Shin Sunyoung, Keleş Sündüz
Department of Statistics, Department of Biostatistics and Medical Informatics, University of Wisconsin-Madison, Madison, USA.
Stat Biosci. 2017 Jun;9(1):50-72. doi: 10.1007/s12561-016-9154-z. Epub 2016 Aug 12.
Although genome-wide association studies (GWAS) have been successful at finding thousands of disease-associated genetic variants (GVs), identifying causal variants and elucidating the mechanisms by which genotypes influence phenotypes are critical open questions. A key challenge is that a large percentage of disease-associated GVs are potential regulatory variants located in noncoding regions, making them difficult to interpret.

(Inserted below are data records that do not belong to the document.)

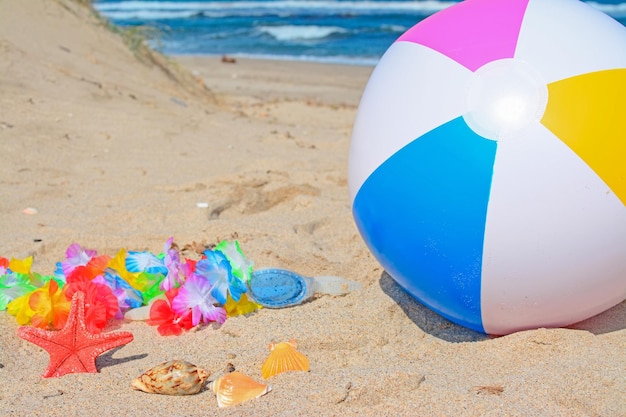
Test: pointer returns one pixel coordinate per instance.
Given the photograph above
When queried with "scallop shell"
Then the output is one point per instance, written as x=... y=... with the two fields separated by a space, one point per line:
x=235 y=388
x=172 y=378
x=284 y=357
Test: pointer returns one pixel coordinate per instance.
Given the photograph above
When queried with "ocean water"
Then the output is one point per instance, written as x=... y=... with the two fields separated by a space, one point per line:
x=337 y=31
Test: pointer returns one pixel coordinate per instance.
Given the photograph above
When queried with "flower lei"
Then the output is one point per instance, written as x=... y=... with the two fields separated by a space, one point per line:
x=179 y=293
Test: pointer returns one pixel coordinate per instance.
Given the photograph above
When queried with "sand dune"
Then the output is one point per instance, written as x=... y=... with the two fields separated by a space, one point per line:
x=116 y=152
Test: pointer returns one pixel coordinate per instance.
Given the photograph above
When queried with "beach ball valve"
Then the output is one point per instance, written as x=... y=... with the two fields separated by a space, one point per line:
x=487 y=168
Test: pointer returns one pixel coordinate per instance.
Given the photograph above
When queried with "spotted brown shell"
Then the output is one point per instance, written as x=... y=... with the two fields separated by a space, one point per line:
x=175 y=377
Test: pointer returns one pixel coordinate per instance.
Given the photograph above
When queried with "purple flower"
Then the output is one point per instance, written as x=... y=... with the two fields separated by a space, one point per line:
x=195 y=294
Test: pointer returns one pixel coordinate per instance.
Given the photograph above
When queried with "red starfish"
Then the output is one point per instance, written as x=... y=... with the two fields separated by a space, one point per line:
x=73 y=349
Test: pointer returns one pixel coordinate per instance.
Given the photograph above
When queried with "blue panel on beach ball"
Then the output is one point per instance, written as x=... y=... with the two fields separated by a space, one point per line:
x=427 y=230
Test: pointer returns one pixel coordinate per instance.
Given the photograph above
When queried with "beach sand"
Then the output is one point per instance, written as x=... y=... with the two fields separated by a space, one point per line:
x=113 y=152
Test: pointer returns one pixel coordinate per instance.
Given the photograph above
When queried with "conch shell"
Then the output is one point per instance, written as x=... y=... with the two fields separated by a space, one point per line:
x=284 y=357
x=172 y=378
x=235 y=388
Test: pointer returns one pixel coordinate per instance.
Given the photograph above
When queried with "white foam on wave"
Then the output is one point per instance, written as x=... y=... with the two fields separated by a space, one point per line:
x=150 y=14
x=427 y=6
x=614 y=10
x=300 y=33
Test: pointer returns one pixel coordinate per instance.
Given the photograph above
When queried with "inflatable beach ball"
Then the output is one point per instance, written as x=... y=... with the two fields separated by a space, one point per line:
x=487 y=166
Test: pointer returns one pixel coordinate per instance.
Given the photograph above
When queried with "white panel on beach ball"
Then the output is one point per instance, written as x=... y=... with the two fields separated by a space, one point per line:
x=488 y=163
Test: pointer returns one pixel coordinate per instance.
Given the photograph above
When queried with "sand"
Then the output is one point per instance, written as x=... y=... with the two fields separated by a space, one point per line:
x=113 y=152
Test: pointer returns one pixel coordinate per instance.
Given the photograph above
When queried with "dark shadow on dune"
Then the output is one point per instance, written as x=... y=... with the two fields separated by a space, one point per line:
x=426 y=319
x=106 y=359
x=612 y=320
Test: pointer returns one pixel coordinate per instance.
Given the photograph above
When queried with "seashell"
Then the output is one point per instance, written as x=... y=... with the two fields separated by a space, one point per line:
x=284 y=357
x=235 y=388
x=172 y=378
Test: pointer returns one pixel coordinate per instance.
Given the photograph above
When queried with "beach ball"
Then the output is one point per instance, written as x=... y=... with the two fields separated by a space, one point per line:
x=487 y=167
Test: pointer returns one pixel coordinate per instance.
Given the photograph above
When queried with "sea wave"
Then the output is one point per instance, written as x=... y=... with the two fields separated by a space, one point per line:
x=236 y=7
x=615 y=10
x=300 y=33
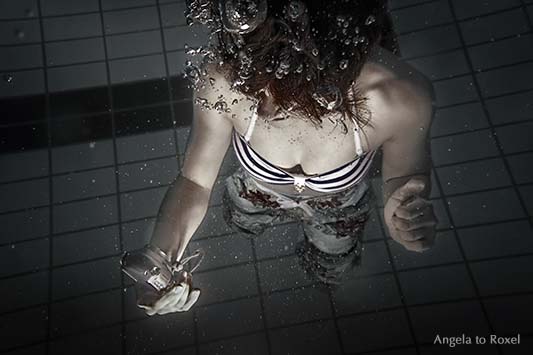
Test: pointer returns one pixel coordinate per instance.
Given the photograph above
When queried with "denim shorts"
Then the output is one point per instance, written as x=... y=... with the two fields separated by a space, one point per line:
x=333 y=223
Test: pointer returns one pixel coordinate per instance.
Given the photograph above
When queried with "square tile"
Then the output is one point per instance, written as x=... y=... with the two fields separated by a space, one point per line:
x=298 y=306
x=445 y=250
x=495 y=240
x=474 y=176
x=484 y=207
x=436 y=284
x=27 y=224
x=141 y=203
x=80 y=279
x=448 y=319
x=223 y=251
x=83 y=246
x=375 y=331
x=70 y=27
x=503 y=276
x=145 y=146
x=157 y=334
x=316 y=337
x=85 y=214
x=366 y=294
x=76 y=315
x=226 y=284
x=24 y=257
x=23 y=327
x=107 y=340
x=229 y=319
x=86 y=184
x=16 y=294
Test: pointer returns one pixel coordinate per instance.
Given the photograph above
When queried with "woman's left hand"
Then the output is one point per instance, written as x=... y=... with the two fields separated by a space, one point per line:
x=410 y=217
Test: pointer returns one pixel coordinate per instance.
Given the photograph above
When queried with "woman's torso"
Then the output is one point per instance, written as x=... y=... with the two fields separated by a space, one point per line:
x=297 y=146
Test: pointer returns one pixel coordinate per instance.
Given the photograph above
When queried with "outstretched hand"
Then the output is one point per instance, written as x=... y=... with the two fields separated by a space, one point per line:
x=410 y=217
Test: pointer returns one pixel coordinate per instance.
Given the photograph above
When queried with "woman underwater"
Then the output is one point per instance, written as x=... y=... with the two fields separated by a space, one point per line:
x=306 y=92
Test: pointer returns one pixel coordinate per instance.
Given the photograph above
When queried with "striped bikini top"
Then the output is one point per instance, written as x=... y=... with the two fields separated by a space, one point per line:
x=332 y=181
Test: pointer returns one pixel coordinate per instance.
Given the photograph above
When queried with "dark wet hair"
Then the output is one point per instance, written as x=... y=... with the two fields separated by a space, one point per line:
x=306 y=53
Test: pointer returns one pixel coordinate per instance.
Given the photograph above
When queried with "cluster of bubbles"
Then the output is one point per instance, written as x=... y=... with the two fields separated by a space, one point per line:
x=239 y=17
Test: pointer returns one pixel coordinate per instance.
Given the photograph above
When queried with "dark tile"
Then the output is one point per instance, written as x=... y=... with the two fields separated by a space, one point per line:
x=142 y=203
x=21 y=57
x=472 y=8
x=458 y=148
x=375 y=331
x=82 y=156
x=505 y=52
x=474 y=176
x=27 y=224
x=311 y=338
x=138 y=94
x=58 y=7
x=134 y=44
x=493 y=27
x=75 y=51
x=298 y=306
x=418 y=17
x=152 y=173
x=85 y=214
x=83 y=246
x=448 y=319
x=83 y=185
x=458 y=119
x=228 y=319
x=429 y=41
x=79 y=102
x=68 y=27
x=143 y=120
x=223 y=251
x=19 y=32
x=77 y=76
x=516 y=138
x=146 y=146
x=22 y=109
x=26 y=137
x=131 y=20
x=442 y=66
x=81 y=129
x=511 y=314
x=20 y=9
x=15 y=293
x=505 y=81
x=76 y=315
x=160 y=333
x=497 y=240
x=455 y=91
x=226 y=284
x=445 y=250
x=484 y=207
x=27 y=194
x=503 y=276
x=80 y=279
x=137 y=69
x=254 y=344
x=366 y=294
x=102 y=341
x=23 y=327
x=510 y=108
x=282 y=273
x=436 y=284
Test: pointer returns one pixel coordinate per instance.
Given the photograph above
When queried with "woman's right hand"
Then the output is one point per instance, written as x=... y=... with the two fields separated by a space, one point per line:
x=179 y=298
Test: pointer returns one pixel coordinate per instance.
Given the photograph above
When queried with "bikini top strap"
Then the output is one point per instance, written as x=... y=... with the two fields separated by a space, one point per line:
x=357 y=139
x=251 y=126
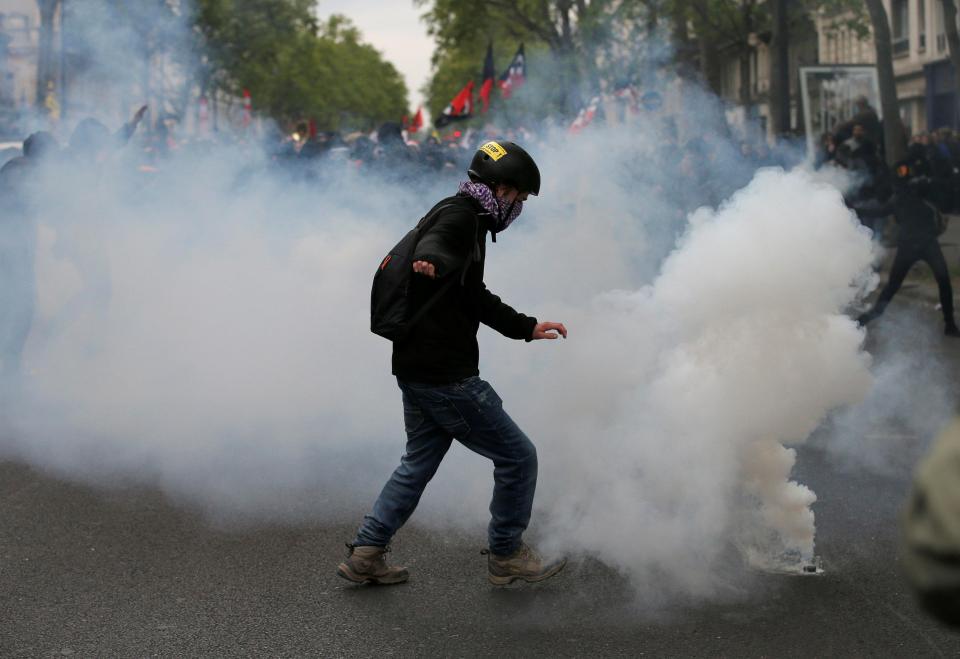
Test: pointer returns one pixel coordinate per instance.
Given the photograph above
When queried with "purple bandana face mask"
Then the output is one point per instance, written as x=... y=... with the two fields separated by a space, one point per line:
x=493 y=205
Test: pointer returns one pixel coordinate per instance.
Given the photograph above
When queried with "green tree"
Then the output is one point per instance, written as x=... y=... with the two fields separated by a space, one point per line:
x=894 y=136
x=560 y=35
x=295 y=66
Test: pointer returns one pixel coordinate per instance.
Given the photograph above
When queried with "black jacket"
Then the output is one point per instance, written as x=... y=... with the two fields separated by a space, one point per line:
x=442 y=346
x=916 y=218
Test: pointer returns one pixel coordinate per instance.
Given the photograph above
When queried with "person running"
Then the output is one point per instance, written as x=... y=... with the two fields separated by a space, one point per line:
x=919 y=225
x=436 y=366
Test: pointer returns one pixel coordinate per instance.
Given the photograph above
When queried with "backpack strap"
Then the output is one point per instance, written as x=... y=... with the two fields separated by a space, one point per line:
x=427 y=222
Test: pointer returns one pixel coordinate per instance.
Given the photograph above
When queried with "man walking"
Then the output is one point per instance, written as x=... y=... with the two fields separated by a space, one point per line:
x=919 y=225
x=436 y=366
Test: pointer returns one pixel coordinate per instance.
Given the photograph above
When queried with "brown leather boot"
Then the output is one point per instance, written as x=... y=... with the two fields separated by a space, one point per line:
x=525 y=563
x=367 y=565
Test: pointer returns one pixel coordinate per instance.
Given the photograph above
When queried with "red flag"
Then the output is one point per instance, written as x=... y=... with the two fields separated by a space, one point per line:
x=461 y=107
x=247 y=108
x=415 y=124
x=488 y=74
x=515 y=75
x=586 y=115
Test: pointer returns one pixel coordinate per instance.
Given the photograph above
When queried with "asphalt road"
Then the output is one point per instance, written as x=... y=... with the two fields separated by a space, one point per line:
x=123 y=572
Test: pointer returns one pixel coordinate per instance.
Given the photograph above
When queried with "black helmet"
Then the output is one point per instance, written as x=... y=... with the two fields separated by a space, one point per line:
x=903 y=170
x=506 y=163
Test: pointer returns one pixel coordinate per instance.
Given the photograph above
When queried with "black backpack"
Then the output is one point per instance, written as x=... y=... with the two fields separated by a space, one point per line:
x=389 y=305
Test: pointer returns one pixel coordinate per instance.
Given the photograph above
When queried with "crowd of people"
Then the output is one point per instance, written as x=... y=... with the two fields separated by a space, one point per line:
x=917 y=192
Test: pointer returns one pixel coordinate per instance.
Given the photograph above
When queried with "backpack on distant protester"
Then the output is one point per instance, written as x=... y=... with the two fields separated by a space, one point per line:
x=390 y=315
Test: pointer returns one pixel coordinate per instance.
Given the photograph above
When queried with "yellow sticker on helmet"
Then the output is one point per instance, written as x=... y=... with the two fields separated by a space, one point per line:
x=494 y=150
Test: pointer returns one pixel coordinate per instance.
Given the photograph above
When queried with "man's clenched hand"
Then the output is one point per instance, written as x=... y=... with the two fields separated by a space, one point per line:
x=425 y=268
x=546 y=331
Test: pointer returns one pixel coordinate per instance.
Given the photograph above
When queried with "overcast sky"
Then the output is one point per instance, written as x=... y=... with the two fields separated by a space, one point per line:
x=394 y=28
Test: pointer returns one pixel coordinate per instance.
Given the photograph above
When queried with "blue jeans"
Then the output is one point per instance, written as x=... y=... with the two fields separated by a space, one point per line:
x=471 y=412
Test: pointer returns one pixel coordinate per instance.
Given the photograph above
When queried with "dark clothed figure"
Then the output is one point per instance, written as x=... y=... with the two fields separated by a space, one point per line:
x=916 y=241
x=442 y=348
x=443 y=397
x=20 y=182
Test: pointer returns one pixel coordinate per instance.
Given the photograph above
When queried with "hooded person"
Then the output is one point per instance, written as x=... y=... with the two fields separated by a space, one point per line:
x=22 y=184
x=919 y=223
x=437 y=369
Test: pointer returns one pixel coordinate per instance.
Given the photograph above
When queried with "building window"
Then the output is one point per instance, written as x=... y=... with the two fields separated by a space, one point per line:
x=922 y=25
x=940 y=22
x=900 y=16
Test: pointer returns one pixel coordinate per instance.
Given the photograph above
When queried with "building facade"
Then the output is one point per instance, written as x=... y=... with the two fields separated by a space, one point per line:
x=921 y=60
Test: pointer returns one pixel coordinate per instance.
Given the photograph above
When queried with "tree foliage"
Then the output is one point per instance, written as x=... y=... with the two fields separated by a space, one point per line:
x=295 y=66
x=560 y=35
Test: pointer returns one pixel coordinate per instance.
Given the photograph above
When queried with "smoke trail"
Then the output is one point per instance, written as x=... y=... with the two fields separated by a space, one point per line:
x=673 y=402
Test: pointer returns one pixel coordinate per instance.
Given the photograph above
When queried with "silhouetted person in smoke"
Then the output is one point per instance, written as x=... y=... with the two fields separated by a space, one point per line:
x=21 y=182
x=92 y=142
x=436 y=366
x=919 y=225
x=867 y=118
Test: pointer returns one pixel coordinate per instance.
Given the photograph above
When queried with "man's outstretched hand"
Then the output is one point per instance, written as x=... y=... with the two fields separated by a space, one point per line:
x=547 y=331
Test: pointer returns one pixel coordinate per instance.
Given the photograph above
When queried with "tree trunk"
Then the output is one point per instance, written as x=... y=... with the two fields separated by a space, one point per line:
x=894 y=137
x=681 y=37
x=48 y=9
x=745 y=95
x=780 y=69
x=953 y=39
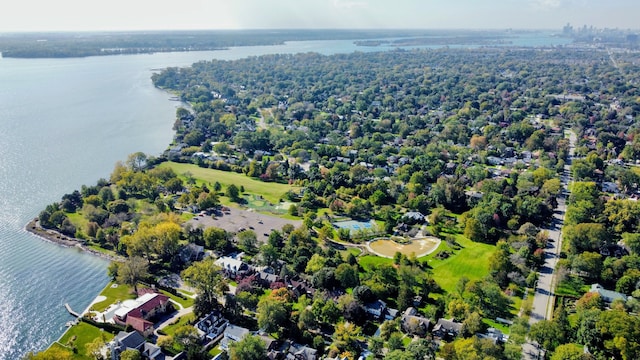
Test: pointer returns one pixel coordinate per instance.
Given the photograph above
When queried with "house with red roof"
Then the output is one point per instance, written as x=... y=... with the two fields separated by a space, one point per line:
x=140 y=313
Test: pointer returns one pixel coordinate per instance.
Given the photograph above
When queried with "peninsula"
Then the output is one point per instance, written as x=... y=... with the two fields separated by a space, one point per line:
x=258 y=232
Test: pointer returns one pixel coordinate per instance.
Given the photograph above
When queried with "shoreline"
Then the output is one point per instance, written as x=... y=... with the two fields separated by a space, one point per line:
x=33 y=227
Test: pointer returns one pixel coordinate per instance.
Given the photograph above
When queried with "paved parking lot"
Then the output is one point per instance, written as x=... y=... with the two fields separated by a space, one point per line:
x=235 y=220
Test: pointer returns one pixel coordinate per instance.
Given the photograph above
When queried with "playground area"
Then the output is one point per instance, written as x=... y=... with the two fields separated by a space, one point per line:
x=354 y=226
x=418 y=246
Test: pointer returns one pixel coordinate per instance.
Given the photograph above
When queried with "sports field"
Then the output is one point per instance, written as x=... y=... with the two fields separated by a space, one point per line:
x=270 y=191
x=355 y=226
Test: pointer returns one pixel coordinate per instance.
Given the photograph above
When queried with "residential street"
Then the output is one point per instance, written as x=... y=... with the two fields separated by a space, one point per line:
x=544 y=297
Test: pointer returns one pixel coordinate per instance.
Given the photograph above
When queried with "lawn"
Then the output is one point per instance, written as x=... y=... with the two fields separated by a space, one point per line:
x=113 y=294
x=81 y=334
x=369 y=262
x=188 y=302
x=471 y=261
x=183 y=320
x=272 y=192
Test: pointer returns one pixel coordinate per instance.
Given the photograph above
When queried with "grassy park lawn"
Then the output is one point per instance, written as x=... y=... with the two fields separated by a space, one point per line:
x=272 y=192
x=81 y=334
x=471 y=261
x=184 y=302
x=183 y=320
x=113 y=295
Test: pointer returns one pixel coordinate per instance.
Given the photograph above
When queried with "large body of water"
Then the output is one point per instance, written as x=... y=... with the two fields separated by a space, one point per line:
x=65 y=123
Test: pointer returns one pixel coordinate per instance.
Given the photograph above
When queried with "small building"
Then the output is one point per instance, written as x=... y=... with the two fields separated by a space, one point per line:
x=211 y=326
x=139 y=313
x=301 y=352
x=232 y=267
x=192 y=252
x=379 y=310
x=232 y=333
x=447 y=329
x=135 y=341
x=494 y=335
x=414 y=324
x=413 y=217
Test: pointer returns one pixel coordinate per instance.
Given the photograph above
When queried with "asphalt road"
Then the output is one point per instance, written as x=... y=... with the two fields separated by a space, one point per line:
x=544 y=296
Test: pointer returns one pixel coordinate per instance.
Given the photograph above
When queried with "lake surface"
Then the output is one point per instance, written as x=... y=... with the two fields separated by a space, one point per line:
x=65 y=123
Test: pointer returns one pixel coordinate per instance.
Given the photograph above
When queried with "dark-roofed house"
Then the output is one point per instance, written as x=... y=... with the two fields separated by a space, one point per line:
x=446 y=329
x=211 y=326
x=379 y=310
x=135 y=341
x=124 y=341
x=413 y=217
x=414 y=324
x=301 y=352
x=608 y=296
x=232 y=333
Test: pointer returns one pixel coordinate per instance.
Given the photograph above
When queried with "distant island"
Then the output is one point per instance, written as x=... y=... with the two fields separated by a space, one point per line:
x=70 y=44
x=403 y=204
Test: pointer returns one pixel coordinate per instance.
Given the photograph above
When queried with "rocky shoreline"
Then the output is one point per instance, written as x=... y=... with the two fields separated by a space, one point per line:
x=60 y=239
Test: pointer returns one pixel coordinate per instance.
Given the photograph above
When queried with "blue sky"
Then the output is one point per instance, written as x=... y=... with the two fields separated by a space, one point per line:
x=43 y=15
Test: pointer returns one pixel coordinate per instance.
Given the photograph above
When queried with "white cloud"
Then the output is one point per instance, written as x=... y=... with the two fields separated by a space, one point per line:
x=546 y=4
x=341 y=4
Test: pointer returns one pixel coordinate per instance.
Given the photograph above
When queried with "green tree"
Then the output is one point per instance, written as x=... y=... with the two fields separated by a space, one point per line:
x=205 y=277
x=130 y=354
x=233 y=192
x=347 y=275
x=568 y=352
x=132 y=270
x=248 y=241
x=273 y=314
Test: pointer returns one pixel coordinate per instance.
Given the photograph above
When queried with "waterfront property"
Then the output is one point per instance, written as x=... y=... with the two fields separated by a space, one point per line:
x=138 y=313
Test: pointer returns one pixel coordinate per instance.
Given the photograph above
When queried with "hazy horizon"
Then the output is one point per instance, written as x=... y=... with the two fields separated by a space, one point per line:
x=163 y=15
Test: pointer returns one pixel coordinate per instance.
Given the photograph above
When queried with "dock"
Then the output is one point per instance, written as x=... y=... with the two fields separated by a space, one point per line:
x=70 y=310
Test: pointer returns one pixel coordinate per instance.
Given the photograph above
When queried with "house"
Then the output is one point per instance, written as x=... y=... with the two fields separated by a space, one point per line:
x=494 y=335
x=446 y=328
x=379 y=310
x=414 y=324
x=211 y=326
x=125 y=341
x=608 y=296
x=266 y=279
x=413 y=217
x=192 y=252
x=301 y=352
x=139 y=313
x=232 y=333
x=232 y=266
x=135 y=341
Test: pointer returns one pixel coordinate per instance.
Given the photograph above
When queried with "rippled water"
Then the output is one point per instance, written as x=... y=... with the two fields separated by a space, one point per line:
x=65 y=123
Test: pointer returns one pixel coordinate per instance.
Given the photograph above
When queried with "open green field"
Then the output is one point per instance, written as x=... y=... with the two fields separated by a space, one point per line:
x=272 y=192
x=471 y=261
x=113 y=294
x=419 y=247
x=81 y=334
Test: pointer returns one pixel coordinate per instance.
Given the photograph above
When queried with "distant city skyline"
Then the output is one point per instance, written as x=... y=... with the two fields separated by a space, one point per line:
x=82 y=15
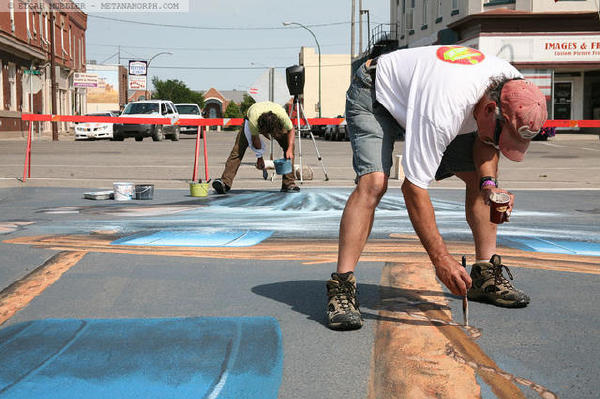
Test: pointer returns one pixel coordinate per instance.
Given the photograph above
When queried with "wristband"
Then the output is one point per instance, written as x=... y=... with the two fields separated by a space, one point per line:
x=487 y=181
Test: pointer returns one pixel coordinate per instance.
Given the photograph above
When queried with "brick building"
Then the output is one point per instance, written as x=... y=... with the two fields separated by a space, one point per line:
x=29 y=33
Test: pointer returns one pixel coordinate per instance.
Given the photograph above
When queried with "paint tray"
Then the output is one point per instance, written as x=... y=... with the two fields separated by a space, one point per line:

Recent research efforts focus on going beyond annotating GVs by integrating functional annotation data with GWAS to prioritize GVs. However, applicability of these approaches is challenged by high dimensionality and heterogeneity of functional annotation data. Furthermore, existing methods often assume global associations of GVs with annotation data. This strong assumption is susceptible to violations for GVs involved in many complex diseases. To address these issues, we develop a general regression framework, named nnotation egression fr WAS (ARoG). ARoG is based on a finite mixture of linear regressions model where GWAS association measures are viewed as responses and functional annotations as predictors. This mixture framework addresses heterogeneity of effects of GVs by grouping them into clusters and high dimensionality of the functional annotations by enabling annotation selection within each cluster. ARoG further employs permutation testing to evaluate the significance of selected annotations. Computational experiments indicate that ARoG can discover distinct associations between disease risk and functional annotations. Application of ARoG to autism and schizophrenia data from Psychiatric Genomics Consortium led to identification of GVs that significantly affect interactions of several transcription factors with DNA as potential mechanisms contributing to these disorders.
尽管全基因组关联研究(GWAS)已成功发现数千种与疾病相关的基因变异(GV),但确定因果变异以及阐明基因型影响表型的机制仍是关键的开放性问题。一个关键挑战在于,很大一部分与疾病相关的GV是位于非编码区域的潜在调控变异,这使得它们难以解读。近期的研究工作重点在于通过将功能注释数据与GWAS整合,对GV进行优先级排序,从而超越对GV的注释。然而,这些方法的适用性受到功能注释数据的高维度和异质性的挑战。此外,现有方法通常假定GV与注释数据存在全局关联。对于许多复杂疾病所涉及的GV而言,这种强假设很容易被违反。为了解决这些问题,我们开发了一个通用回归框架,名为GWAS注释回归(ARoG)。ARoG基于线性回归模型的有限混合,其中GWAS关联度量被视为响应变量,功能注释被视为预测变量。这种混合框架通过将GV分组到不同簇中来解决GV效应的异质性,并通过在每个簇内进行注释选择来解决功能注释的高维度问题。ARoG进一步采用置换检验来评估所选注释的显著性。计算实验表明,ARoG能够发现疾病风险与功能注释之间的不同关联。将ARoG应用于精神疾病基因组学联盟的自闭症和精神分裂症数据,导致识别出一些GV,这些GV显著影响几种转录因子与DNA的相互作用,这是导致这些疾病的潜在机制。